Metabolism: Pentamidine is primarily metabolized by Cytochrome P450 enzymes in the liver.^[20]^[21] Up to 12% of pentamidine is eliminated in the urine unchanged.^[8]

Elimination: Pentamidine has an average half-life of 5–8 hours when given intravenously and 7–11 hours when given intramuscularly. However, these may increase with severe kidney problems.^[19] Pentamidine can remain in the system for as long as 8 months after the first injection.^[18]

Chemistry

Pentamidine isethionate for injection is commercially available as a lyophilized, white crystalline powder for reconstitution with sterile water or 5% Dextrose. After reconstitution, the mixture should be free from discoloration and precipitation. Reconstitution with sodium chloride should be avoided due to formation of precipitates. Intravenous solutions of pentamidine can be mixed with intravenous HIV medications like zidovidine and intravenous heart medications like diltiazem. However, intravenous solutions of antiviral foscarnet and antifungal fluconazole are incompatible with pentamidine.^[8] To avoid side-effects associated with intravenous administration, the solution should be slowly infused to minimize the release of histamine.^[18]

History

Pentamidine was first used to treat African trypanosomiasis in 1937 and leishmaniasis in 1940 before it was registered as pentamidine mesylate in 1950.

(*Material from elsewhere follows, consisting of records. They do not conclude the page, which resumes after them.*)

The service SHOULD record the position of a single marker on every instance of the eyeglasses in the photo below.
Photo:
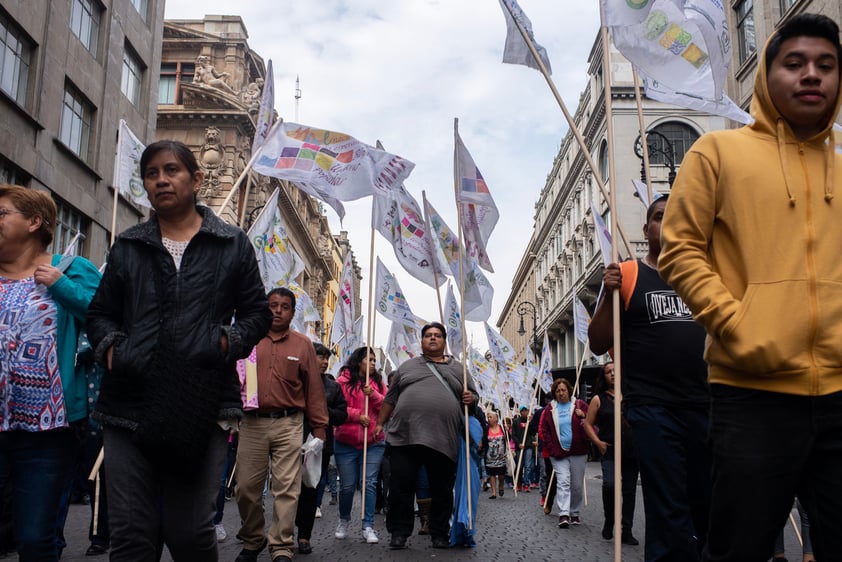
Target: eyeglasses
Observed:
(4, 212)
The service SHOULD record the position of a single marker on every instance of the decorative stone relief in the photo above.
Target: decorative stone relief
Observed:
(211, 159)
(207, 75)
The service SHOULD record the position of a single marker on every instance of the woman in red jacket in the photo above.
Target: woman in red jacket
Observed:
(566, 443)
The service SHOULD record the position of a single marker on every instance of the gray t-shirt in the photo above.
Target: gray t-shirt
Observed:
(426, 413)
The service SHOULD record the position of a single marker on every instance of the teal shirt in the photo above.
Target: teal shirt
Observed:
(72, 294)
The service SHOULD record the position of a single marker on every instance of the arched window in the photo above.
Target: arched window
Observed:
(680, 136)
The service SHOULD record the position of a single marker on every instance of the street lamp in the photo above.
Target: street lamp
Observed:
(523, 309)
(657, 143)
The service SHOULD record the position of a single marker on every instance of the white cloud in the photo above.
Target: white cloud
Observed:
(400, 72)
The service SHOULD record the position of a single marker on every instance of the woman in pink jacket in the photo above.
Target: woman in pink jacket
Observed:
(350, 436)
(565, 441)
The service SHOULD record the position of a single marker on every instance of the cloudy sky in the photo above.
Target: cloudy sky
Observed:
(400, 71)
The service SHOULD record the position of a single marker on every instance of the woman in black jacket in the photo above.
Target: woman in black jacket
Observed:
(163, 323)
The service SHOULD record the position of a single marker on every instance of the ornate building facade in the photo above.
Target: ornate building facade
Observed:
(562, 261)
(208, 98)
(70, 71)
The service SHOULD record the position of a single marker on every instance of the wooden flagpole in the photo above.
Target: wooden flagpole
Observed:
(462, 307)
(369, 339)
(574, 129)
(615, 300)
(644, 147)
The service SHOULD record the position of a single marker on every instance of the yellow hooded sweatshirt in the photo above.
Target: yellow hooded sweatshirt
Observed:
(752, 242)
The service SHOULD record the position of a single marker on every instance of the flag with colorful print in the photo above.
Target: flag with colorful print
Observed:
(279, 264)
(581, 319)
(516, 51)
(390, 299)
(343, 317)
(545, 374)
(404, 343)
(398, 217)
(453, 321)
(330, 162)
(127, 178)
(477, 207)
(477, 292)
(677, 46)
(603, 235)
(266, 113)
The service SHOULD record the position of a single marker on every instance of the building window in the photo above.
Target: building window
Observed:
(84, 21)
(76, 119)
(14, 61)
(132, 76)
(68, 225)
(173, 75)
(142, 7)
(680, 136)
(745, 29)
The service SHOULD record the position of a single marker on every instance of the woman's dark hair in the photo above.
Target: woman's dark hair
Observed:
(283, 292)
(357, 378)
(437, 325)
(804, 25)
(562, 381)
(179, 150)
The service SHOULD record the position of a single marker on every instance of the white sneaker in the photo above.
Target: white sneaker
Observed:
(370, 536)
(341, 529)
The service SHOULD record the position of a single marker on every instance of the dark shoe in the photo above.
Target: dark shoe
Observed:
(628, 538)
(397, 542)
(608, 531)
(439, 542)
(96, 550)
(249, 555)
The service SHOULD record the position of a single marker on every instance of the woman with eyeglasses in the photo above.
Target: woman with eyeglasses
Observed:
(43, 301)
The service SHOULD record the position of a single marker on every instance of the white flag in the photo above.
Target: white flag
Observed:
(603, 235)
(404, 343)
(278, 262)
(477, 207)
(332, 163)
(516, 51)
(642, 192)
(545, 373)
(477, 292)
(397, 216)
(677, 45)
(266, 113)
(453, 321)
(581, 319)
(127, 178)
(391, 301)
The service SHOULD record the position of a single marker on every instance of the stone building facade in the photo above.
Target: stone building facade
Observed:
(71, 70)
(208, 98)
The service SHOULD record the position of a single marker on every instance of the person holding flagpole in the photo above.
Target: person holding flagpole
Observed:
(424, 407)
(664, 396)
(752, 245)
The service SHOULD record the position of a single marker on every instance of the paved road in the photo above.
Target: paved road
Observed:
(508, 529)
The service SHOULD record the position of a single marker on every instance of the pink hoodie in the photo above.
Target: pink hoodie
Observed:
(351, 432)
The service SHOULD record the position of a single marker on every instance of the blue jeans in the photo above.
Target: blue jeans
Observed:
(672, 453)
(349, 462)
(39, 464)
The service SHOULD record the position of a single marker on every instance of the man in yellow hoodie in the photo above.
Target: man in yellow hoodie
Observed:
(752, 242)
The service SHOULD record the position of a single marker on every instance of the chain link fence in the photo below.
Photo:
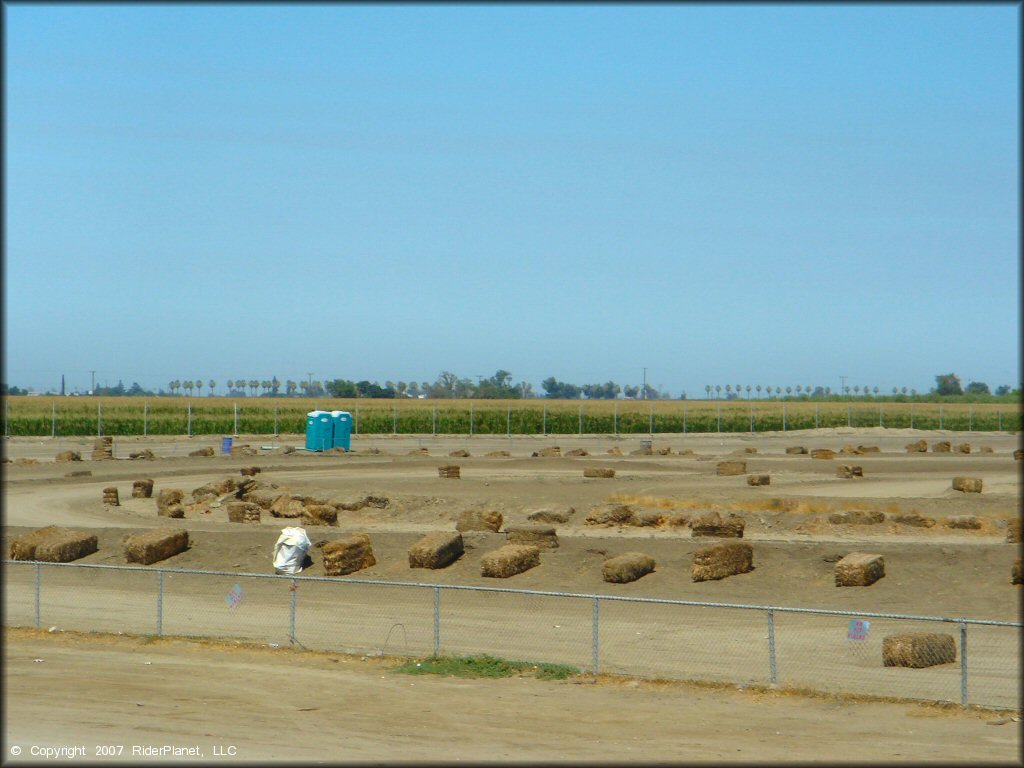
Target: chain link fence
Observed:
(969, 662)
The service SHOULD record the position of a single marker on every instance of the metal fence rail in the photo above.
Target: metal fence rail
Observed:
(812, 648)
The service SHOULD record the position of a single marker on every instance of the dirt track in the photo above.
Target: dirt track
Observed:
(935, 570)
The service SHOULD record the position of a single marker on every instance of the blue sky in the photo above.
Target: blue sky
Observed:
(722, 194)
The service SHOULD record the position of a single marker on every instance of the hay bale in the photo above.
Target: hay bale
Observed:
(320, 514)
(509, 560)
(968, 484)
(476, 520)
(731, 468)
(348, 555)
(141, 488)
(859, 569)
(66, 546)
(436, 550)
(243, 512)
(627, 567)
(156, 545)
(24, 547)
(722, 560)
(542, 537)
(964, 522)
(712, 523)
(914, 519)
(609, 514)
(1014, 531)
(549, 515)
(918, 649)
(856, 517)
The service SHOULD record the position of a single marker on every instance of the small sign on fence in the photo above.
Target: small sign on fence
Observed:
(233, 598)
(858, 629)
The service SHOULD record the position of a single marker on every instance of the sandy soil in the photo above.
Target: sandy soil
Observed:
(930, 571)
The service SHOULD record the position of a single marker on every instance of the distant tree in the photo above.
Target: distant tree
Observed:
(948, 384)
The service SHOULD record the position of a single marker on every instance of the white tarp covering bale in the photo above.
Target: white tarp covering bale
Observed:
(290, 551)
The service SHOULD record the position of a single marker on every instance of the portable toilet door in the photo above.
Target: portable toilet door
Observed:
(342, 429)
(318, 430)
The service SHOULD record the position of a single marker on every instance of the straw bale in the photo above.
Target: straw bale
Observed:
(538, 536)
(550, 515)
(141, 488)
(914, 519)
(731, 468)
(348, 555)
(859, 569)
(66, 546)
(156, 545)
(509, 560)
(1014, 531)
(856, 517)
(436, 550)
(476, 520)
(287, 505)
(320, 514)
(243, 512)
(627, 567)
(609, 514)
(968, 484)
(712, 523)
(24, 547)
(721, 560)
(167, 498)
(964, 522)
(918, 649)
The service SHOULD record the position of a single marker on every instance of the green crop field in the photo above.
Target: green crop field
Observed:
(180, 416)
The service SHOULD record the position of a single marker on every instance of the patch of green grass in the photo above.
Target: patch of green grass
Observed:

The sudden increase in requests for use of Pentamidine isethionate in then unlicensed form from the CDC in the early 1980s for treating Pneumocystis jirovecii in young male patients was key in identifying the emergence of the HIV/AIDS epidemic at that time. ^[22]

Its efficacy against Pneumocystis jirovecii was demonstrated in 1987, following its re-emergence on the drug market in 1984 in the current isethionate form.^[10]

Trade names and dose form

For oral inhalation and for nebulizer use:^[23]

NebuPent Nebulizer (APP Pharmaceuticals LLC - US)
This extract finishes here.